One of the great paintings from Norman Rockwell’s body of work, and I believe one of the great paintings of all time, is his painting titled Checkers. The painting was on display when I was last at the Norman Rockwell Museum. I was able to take some high quality captures and details of the painting and wanted to share them with you.
Rockwell created the painting when he was 34 years old. The painting is oil on linen and measures 35″x39″. It was an illustration done for Ladies’ Home Journal. It depicts a circus clown named Smokey Joe playing checkers with his friends. In the story Smokey was feeling down and his friends talked him into playing a game of checkers. They are letting him win in order to help him get some confidence back and give him a boost. I love the faces and expressions and the dog is awesome, with his red ruff.
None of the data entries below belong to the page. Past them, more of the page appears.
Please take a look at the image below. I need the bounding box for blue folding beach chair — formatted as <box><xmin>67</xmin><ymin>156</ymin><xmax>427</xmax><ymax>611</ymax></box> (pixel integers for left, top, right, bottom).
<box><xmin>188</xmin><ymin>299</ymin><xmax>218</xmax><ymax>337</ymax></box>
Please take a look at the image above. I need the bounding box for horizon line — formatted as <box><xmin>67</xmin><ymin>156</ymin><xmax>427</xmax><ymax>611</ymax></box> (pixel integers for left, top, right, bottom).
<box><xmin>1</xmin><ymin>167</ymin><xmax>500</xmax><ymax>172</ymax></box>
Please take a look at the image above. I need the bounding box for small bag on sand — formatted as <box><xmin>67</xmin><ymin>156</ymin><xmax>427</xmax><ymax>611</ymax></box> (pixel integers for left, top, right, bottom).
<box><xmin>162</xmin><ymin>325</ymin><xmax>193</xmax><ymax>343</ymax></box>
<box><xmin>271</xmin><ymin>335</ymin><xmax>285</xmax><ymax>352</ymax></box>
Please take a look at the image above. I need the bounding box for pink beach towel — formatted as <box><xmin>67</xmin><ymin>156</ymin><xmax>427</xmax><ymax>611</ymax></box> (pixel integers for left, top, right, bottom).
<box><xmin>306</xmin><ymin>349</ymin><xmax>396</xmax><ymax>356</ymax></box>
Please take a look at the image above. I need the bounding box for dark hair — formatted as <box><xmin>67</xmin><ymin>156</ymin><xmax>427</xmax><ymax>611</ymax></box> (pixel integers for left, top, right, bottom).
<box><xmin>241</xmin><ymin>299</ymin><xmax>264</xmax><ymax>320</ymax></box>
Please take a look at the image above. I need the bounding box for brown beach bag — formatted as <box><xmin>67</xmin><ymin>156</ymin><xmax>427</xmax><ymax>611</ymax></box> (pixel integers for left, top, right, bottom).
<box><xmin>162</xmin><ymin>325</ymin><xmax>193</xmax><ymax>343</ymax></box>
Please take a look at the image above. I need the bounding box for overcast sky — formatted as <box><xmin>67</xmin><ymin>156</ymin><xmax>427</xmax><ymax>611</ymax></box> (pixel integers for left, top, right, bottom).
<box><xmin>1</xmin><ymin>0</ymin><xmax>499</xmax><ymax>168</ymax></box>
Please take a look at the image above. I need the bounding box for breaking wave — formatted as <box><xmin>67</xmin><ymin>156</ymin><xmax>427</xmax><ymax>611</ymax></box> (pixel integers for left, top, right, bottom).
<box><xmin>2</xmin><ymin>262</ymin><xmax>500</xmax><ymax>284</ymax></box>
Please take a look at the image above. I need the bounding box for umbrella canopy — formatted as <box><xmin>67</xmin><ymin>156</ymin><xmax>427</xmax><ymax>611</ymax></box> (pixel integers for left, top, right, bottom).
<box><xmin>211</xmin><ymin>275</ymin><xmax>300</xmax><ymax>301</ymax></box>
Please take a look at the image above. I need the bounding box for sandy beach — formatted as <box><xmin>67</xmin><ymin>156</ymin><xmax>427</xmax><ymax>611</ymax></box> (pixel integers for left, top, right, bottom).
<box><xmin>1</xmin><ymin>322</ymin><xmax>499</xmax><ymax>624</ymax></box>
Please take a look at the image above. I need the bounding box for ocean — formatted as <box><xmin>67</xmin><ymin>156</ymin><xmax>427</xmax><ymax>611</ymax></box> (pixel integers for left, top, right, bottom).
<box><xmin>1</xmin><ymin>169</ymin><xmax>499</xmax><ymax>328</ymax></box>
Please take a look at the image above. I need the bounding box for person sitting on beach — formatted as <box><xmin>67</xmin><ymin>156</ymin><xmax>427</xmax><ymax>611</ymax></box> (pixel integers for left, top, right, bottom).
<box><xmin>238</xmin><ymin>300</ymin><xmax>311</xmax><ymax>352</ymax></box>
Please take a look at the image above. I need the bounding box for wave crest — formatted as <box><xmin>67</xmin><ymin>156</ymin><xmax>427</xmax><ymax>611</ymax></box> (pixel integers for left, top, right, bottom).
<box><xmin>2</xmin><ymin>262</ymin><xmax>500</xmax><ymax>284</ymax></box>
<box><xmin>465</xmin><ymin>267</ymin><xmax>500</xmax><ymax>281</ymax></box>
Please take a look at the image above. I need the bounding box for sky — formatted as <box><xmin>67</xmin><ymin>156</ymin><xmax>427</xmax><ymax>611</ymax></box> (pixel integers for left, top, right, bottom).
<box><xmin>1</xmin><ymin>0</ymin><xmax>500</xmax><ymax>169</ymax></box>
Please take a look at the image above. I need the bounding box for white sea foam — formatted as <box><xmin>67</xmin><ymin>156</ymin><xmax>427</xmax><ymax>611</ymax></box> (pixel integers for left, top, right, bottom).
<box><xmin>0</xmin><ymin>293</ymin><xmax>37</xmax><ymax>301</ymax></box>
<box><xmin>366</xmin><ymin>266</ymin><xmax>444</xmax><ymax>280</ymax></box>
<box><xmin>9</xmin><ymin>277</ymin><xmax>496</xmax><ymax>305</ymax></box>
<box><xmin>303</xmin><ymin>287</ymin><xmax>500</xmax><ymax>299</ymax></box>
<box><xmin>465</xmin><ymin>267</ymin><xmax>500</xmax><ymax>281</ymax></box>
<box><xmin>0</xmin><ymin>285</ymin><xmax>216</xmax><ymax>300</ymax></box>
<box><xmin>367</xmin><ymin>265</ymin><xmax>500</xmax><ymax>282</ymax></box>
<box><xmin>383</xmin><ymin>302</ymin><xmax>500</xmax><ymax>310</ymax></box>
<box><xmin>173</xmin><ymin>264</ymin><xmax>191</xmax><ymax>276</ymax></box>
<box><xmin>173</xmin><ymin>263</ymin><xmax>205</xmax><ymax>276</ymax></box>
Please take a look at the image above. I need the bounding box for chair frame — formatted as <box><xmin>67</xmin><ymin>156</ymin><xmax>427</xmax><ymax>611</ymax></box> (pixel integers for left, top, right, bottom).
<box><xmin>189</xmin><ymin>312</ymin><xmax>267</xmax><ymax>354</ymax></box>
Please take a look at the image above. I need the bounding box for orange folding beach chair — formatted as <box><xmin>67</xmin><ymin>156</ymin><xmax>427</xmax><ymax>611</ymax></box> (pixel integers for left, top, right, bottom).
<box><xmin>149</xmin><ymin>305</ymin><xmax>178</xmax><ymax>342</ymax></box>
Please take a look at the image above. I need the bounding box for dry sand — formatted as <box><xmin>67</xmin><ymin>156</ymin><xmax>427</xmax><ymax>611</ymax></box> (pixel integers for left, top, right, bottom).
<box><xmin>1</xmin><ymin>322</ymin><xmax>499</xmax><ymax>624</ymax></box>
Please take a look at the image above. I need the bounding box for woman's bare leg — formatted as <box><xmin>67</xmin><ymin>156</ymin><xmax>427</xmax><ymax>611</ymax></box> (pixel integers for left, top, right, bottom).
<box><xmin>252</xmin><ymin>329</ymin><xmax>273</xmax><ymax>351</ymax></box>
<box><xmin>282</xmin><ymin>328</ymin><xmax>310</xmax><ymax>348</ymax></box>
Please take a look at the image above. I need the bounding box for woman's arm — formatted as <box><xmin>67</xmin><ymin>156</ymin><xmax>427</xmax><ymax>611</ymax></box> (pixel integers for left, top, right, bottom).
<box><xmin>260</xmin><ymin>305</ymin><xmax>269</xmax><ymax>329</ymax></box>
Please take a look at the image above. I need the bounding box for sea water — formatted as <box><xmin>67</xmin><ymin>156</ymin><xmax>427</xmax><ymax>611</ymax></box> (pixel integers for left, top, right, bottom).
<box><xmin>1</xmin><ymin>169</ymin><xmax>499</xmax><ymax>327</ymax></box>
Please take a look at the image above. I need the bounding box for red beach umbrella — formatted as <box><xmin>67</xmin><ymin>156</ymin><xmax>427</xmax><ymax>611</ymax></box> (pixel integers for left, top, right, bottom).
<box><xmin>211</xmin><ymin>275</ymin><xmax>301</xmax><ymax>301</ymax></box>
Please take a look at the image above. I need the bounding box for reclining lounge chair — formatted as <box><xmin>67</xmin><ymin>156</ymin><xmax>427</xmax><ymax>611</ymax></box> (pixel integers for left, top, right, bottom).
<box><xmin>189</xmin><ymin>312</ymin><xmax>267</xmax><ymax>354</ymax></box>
The impasto on the forehead of the man below is so rich and juicy looking. I also love the different saturations and temperatures of the portion of his face on the right versus the part in a cooler light on the left portion of his face.
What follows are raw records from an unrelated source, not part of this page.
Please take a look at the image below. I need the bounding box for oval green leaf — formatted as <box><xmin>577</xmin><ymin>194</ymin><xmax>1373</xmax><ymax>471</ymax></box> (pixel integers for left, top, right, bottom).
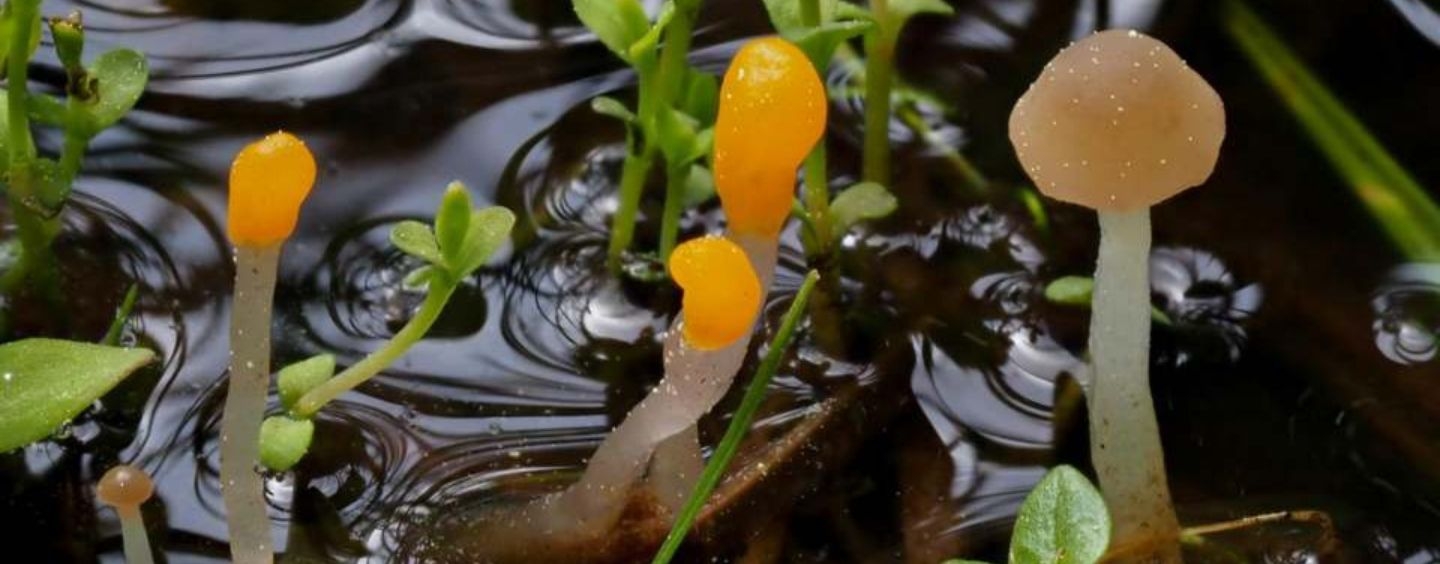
<box><xmin>259</xmin><ymin>415</ymin><xmax>315</xmax><ymax>472</ymax></box>
<box><xmin>1009</xmin><ymin>465</ymin><xmax>1111</xmax><ymax>564</ymax></box>
<box><xmin>830</xmin><ymin>181</ymin><xmax>898</xmax><ymax>238</ymax></box>
<box><xmin>457</xmin><ymin>206</ymin><xmax>517</xmax><ymax>277</ymax></box>
<box><xmin>0</xmin><ymin>339</ymin><xmax>155</xmax><ymax>452</ymax></box>
<box><xmin>391</xmin><ymin>220</ymin><xmax>443</xmax><ymax>265</ymax></box>
<box><xmin>278</xmin><ymin>354</ymin><xmax>336</xmax><ymax>412</ymax></box>
<box><xmin>435</xmin><ymin>181</ymin><xmax>473</xmax><ymax>268</ymax></box>
<box><xmin>80</xmin><ymin>48</ymin><xmax>149</xmax><ymax>134</ymax></box>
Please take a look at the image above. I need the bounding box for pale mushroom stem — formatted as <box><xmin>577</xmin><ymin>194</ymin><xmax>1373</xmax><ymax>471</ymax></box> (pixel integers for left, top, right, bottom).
<box><xmin>220</xmin><ymin>244</ymin><xmax>281</xmax><ymax>564</ymax></box>
<box><xmin>1090</xmin><ymin>208</ymin><xmax>1181</xmax><ymax>559</ymax></box>
<box><xmin>533</xmin><ymin>232</ymin><xmax>778</xmax><ymax>536</ymax></box>
<box><xmin>116</xmin><ymin>505</ymin><xmax>155</xmax><ymax>564</ymax></box>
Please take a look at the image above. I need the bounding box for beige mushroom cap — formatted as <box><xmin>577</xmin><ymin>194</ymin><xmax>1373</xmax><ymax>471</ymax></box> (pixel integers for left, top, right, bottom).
<box><xmin>1008</xmin><ymin>29</ymin><xmax>1225</xmax><ymax>211</ymax></box>
<box><xmin>97</xmin><ymin>464</ymin><xmax>154</xmax><ymax>508</ymax></box>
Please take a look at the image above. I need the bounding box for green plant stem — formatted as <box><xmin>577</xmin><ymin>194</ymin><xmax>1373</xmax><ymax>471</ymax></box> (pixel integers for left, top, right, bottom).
<box><xmin>57</xmin><ymin>127</ymin><xmax>88</xmax><ymax>188</ymax></box>
<box><xmin>862</xmin><ymin>0</ymin><xmax>895</xmax><ymax>185</ymax></box>
<box><xmin>1223</xmin><ymin>0</ymin><xmax>1440</xmax><ymax>261</ymax></box>
<box><xmin>658</xmin><ymin>164</ymin><xmax>689</xmax><ymax>261</ymax></box>
<box><xmin>102</xmin><ymin>283</ymin><xmax>140</xmax><ymax>346</ymax></box>
<box><xmin>652</xmin><ymin>269</ymin><xmax>820</xmax><ymax>564</ymax></box>
<box><xmin>607</xmin><ymin>146</ymin><xmax>655</xmax><ymax>270</ymax></box>
<box><xmin>2</xmin><ymin>0</ymin><xmax>59</xmax><ymax>302</ymax></box>
<box><xmin>293</xmin><ymin>279</ymin><xmax>458</xmax><ymax>418</ymax></box>
<box><xmin>802</xmin><ymin>144</ymin><xmax>832</xmax><ymax>258</ymax></box>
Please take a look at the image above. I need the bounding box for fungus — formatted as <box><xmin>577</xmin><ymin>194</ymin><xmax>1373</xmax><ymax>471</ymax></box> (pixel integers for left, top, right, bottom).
<box><xmin>489</xmin><ymin>37</ymin><xmax>823</xmax><ymax>549</ymax></box>
<box><xmin>220</xmin><ymin>131</ymin><xmax>317</xmax><ymax>564</ymax></box>
<box><xmin>1008</xmin><ymin>29</ymin><xmax>1224</xmax><ymax>560</ymax></box>
<box><xmin>97</xmin><ymin>464</ymin><xmax>156</xmax><ymax>564</ymax></box>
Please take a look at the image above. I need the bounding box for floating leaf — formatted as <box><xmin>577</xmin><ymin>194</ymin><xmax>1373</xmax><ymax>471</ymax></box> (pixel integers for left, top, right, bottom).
<box><xmin>435</xmin><ymin>182</ymin><xmax>472</xmax><ymax>267</ymax></box>
<box><xmin>390</xmin><ymin>220</ymin><xmax>443</xmax><ymax>265</ymax></box>
<box><xmin>456</xmin><ymin>207</ymin><xmax>517</xmax><ymax>277</ymax></box>
<box><xmin>75</xmin><ymin>49</ymin><xmax>148</xmax><ymax>135</ymax></box>
<box><xmin>0</xmin><ymin>339</ymin><xmax>155</xmax><ymax>452</ymax></box>
<box><xmin>1009</xmin><ymin>465</ymin><xmax>1111</xmax><ymax>564</ymax></box>
<box><xmin>259</xmin><ymin>415</ymin><xmax>315</xmax><ymax>472</ymax></box>
<box><xmin>829</xmin><ymin>181</ymin><xmax>897</xmax><ymax>237</ymax></box>
<box><xmin>573</xmin><ymin>0</ymin><xmax>652</xmax><ymax>63</ymax></box>
<box><xmin>278</xmin><ymin>354</ymin><xmax>335</xmax><ymax>412</ymax></box>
The model below was one of Rockwell’s favorites, James K. Van Brunt. He talks about him in My Adventures as an Illustrator (which is a great book, btw. I highly recommend it! You can get it for under $5 used). Here is a passage about the model from the Saturday Evening Post:
Norman Rockwell must have been captivated by the looks of James K. Van Brunt the day he showed up in Rockwell’s studio, pronouncing himself as a bold veteran of Fredericksburg and brave fighter of Indians forces. Standing 5 feet, 2 inches tall with a craggy face, knobby nose, and distinctive mustache, Van Brunt became one of Rockwell’s favorite models — posing for numerous covers. So many, in fact, that Post editors began to complain.
Rockwell eventually told Van Brunt he would no longer be able to use him as a model unless he shaved his mustache. He refused, then returned a couple weeks later and said he would do it for $10, which Rockwell paid. “I guess the notoriety he’d gained from posing for me had overcome his pride in his mustache,” Rockwell said. The result can be seen in The Old Sign Painter from February 6, 1926.